DKC1 gene is essential for telomere maintenance and patients with DC have very short telomeres, which usually slightly increasing with age (Alter et al., 2007). We measured relative telomere length (RTL) of frozen blood cells of the carrier mother (II‐5), proband (III‐6), and aborted fetus (III‐7) using a quantitative PCR–based assay developed by Cawthon (Raschenberger et al., 2013). The RTL data of 33–37 years old female comes from Shanghai Biowing Applied Biotechnology. Because we could not find RTL data of 0‐5 years old, so we measured RTL of another 5 healthy donors under the age of 5 years old. Results showed that RTL of the proband, III‐6, is shorter than all the 5 healthy boys; however, RTL of III‐7 is on average of the 5 healthy donors (data not shown). RTL of the carrier mother, II‐5, is in the 0th percentile of the 33–37 years old group and 4th percentile of the 31–40 years old group of the same sex, which means that the telomere length of II 5 is quite short.

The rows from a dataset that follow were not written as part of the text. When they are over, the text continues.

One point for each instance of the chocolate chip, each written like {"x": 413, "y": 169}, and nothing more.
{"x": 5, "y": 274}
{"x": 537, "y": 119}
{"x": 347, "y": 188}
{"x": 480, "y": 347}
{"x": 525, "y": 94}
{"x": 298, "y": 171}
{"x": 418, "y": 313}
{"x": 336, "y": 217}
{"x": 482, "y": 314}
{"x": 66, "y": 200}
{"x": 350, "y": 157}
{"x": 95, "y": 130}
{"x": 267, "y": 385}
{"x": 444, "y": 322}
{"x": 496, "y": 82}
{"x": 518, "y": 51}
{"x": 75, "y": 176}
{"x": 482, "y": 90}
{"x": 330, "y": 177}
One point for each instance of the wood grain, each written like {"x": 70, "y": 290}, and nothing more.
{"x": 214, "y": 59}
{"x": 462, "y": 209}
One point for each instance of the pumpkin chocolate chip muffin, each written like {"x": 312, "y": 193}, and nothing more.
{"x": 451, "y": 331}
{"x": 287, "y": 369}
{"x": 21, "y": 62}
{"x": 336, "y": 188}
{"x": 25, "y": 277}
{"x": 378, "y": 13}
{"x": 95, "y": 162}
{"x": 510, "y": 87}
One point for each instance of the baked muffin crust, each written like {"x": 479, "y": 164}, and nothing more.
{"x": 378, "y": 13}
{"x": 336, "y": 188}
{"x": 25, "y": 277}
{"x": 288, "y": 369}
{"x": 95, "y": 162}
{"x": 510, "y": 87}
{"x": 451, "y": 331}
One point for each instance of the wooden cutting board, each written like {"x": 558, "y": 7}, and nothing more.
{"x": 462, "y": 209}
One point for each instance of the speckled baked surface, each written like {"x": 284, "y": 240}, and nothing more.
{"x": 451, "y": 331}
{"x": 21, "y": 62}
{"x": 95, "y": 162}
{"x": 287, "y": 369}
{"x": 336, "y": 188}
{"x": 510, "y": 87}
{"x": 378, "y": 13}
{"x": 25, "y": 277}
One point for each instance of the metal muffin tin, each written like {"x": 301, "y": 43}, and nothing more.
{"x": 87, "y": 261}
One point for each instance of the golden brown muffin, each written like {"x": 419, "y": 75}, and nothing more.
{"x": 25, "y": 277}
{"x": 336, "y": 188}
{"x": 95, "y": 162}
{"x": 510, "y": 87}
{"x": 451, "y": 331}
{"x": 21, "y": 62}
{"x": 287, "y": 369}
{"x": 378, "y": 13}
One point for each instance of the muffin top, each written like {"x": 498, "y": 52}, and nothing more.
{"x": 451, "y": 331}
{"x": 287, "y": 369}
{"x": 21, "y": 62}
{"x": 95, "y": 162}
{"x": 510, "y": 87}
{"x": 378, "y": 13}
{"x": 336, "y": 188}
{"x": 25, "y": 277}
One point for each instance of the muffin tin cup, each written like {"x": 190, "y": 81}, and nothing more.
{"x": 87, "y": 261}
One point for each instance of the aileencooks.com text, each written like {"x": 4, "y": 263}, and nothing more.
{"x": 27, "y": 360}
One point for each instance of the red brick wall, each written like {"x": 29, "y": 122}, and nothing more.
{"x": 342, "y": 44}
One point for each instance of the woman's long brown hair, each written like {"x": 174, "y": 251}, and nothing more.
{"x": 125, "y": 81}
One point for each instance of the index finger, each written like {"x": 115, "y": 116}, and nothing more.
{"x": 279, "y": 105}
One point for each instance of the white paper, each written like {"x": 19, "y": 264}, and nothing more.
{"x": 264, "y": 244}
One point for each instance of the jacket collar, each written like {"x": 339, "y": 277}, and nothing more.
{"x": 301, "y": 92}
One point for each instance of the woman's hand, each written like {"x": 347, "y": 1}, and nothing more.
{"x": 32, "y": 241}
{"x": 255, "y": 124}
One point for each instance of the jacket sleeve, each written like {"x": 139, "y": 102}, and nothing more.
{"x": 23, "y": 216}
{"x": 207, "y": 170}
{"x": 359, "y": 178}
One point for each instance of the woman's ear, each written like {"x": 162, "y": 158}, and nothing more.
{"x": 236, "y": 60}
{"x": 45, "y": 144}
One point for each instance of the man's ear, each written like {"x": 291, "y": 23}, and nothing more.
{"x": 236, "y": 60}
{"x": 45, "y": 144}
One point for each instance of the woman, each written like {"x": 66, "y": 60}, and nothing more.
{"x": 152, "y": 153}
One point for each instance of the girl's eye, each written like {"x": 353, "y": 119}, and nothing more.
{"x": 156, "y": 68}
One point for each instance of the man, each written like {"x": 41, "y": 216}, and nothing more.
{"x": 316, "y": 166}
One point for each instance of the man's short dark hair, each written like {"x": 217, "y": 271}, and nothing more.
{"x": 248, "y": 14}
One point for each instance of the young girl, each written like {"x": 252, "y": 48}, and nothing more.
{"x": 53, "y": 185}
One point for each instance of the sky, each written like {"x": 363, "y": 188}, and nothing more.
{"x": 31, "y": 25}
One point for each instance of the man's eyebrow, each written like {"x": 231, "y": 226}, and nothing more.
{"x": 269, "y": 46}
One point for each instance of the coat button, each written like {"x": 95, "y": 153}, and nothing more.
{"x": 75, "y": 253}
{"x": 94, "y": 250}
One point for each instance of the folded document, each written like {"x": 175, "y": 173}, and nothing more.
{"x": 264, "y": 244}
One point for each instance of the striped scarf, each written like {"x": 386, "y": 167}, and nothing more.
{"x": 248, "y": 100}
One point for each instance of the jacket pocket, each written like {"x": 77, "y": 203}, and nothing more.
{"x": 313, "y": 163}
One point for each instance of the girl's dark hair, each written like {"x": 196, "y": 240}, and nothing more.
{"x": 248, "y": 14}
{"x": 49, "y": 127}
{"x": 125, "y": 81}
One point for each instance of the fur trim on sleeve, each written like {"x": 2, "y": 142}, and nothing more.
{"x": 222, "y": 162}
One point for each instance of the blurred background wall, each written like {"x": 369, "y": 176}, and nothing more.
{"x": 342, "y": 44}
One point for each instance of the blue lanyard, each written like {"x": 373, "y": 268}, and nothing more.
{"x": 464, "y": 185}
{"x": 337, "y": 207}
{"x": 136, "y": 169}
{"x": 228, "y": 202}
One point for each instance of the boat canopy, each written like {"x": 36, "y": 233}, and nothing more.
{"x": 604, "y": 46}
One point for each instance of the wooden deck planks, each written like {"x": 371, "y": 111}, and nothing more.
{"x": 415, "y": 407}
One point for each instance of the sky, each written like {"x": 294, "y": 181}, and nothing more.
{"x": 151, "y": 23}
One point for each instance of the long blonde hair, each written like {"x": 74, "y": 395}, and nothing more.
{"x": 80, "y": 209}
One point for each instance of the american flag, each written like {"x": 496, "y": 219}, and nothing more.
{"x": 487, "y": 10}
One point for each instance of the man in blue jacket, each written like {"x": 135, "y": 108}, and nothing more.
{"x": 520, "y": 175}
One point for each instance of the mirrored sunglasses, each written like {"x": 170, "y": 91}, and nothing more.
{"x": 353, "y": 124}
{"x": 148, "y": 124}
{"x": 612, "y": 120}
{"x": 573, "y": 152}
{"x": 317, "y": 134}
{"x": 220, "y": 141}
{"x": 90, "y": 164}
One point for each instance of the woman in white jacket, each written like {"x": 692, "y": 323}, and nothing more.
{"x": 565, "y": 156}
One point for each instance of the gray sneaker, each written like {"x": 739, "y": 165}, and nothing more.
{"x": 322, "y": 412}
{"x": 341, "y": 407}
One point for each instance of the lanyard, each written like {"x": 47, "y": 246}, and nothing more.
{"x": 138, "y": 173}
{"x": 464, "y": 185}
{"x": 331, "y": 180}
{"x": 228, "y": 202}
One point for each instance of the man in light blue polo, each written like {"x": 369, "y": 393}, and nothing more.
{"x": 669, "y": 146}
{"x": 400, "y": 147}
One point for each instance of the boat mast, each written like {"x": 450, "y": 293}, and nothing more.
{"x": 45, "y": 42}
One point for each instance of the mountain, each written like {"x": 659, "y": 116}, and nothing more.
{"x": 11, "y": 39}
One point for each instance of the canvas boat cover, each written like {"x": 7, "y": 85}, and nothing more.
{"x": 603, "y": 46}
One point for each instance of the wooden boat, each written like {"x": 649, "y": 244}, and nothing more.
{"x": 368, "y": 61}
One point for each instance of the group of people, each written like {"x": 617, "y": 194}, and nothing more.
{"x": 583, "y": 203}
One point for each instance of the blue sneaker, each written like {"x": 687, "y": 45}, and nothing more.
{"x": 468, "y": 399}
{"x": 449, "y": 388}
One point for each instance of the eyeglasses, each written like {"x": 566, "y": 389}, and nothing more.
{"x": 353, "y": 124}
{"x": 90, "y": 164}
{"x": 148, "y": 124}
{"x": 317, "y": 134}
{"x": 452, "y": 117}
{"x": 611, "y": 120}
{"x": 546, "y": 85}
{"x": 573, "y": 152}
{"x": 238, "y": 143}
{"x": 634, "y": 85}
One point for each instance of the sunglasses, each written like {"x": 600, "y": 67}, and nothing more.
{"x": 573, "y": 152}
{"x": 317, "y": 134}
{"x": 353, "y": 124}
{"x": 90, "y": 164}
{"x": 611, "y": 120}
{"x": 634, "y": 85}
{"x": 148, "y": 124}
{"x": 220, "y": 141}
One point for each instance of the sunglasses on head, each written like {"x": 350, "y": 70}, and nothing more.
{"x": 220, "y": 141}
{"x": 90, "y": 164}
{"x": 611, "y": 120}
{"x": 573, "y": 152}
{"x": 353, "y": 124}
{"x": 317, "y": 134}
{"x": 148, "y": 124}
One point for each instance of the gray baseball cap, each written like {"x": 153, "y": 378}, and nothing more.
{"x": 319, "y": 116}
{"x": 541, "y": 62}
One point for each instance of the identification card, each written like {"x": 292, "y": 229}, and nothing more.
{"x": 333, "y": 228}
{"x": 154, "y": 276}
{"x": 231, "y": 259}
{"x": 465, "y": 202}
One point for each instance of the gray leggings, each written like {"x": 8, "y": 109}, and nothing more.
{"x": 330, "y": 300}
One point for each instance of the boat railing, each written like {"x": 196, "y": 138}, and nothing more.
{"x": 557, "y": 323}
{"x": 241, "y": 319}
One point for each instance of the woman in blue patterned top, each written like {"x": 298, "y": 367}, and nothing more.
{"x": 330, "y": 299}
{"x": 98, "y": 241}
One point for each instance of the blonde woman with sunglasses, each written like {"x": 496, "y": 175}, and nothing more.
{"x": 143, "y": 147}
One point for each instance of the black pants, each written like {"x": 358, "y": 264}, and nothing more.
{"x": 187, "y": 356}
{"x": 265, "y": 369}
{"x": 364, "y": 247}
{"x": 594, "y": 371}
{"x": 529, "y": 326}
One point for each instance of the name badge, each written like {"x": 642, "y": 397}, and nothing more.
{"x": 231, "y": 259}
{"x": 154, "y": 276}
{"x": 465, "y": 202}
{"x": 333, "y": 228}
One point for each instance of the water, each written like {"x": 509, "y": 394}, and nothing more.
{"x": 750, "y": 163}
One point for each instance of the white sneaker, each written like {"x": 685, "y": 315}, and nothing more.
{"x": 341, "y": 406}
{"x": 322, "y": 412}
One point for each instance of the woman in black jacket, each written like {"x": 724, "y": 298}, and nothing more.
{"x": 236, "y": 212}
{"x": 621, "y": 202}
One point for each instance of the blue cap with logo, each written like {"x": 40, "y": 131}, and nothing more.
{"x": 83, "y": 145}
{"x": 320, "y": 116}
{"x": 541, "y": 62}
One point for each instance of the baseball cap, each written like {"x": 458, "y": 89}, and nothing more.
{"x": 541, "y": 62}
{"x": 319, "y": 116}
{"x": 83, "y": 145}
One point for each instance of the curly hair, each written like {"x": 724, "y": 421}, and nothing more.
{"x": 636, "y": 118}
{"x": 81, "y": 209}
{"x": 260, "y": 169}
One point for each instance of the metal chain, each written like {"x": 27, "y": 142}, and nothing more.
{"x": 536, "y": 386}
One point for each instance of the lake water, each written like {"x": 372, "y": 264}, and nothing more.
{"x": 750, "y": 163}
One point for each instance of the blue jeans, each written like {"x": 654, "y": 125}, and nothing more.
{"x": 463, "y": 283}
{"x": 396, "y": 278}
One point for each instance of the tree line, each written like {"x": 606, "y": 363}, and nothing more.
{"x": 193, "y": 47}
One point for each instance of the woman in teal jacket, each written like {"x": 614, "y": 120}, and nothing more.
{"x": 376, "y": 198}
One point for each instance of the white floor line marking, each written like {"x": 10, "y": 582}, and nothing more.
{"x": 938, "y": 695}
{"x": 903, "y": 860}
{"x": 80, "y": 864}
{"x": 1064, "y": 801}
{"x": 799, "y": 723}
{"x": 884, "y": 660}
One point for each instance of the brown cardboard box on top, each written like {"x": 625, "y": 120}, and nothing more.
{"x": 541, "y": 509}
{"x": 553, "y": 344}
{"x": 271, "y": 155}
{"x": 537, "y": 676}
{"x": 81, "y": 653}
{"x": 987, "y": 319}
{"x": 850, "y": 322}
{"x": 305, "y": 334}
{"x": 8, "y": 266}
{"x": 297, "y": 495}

After death of the proband, the couple got pregnant again. WES analysis of early trimester villi DNA showed the fetus also carried the same DKC1 mutation but the couple insisted on continuing the pregnancy and the fetus died at 32 weeks due to poor circulation. It's unfortunate that the allele carrying this mutation was transmitted to the offspring with such a high efficiency in the family. Finally, we recommend the couple to perform assisted reproduction with preimplantation genetics test. The carrier mother is pregnant again with the help of the third generation IVF technology and the fetus does not carry this lethal genetic mutation. The mother is 33 weeks pregnant now and prenatal tests showed no abnormalities, which means the mother has passed the danger at 32 weeks when previous miscarriages happened. We are looking forward a healthy baby, which will further strengthen pathogenicity of the intronic DKC1 mutation.

In summary, we reported a novel intronic mutation in DKC1 gene, validated the existence of novel transcript due to intron retention using a minigene splicing assay and inferred reduced expression of dyskerin protein in the proband. Our research expands the spectrum of pathogenic mutations in the DKC1 gene. More importantly, it reminds the importance of prenatal consultation and genetic consultation.

CONFLICT OF INTEREST

The authors declare no potential conflict of interest.

AUTHOR CONTRIBUTIONS

Bingbing‐Wu and Jinqiao‐Sun conceived the project. QG and PZ drafted the manuscript. JS and WY collected Peripheral blood. QG carried out minigene splicing assay. GL performed the sequencing analysis and performed the validation experiments. PZ, HW, and BW reviewed the genetic testing results and clinical diagnosis. All authors read and approved the final manuscript.

ETHICAL COMPLIANCE

Pre‐test counseling was performed by physicians, and appropriate informed consent was signed by the proband's mother. The criteria for genetic testing were approved by the ethics committees of Children's Hospital, Fudan University (2015–130).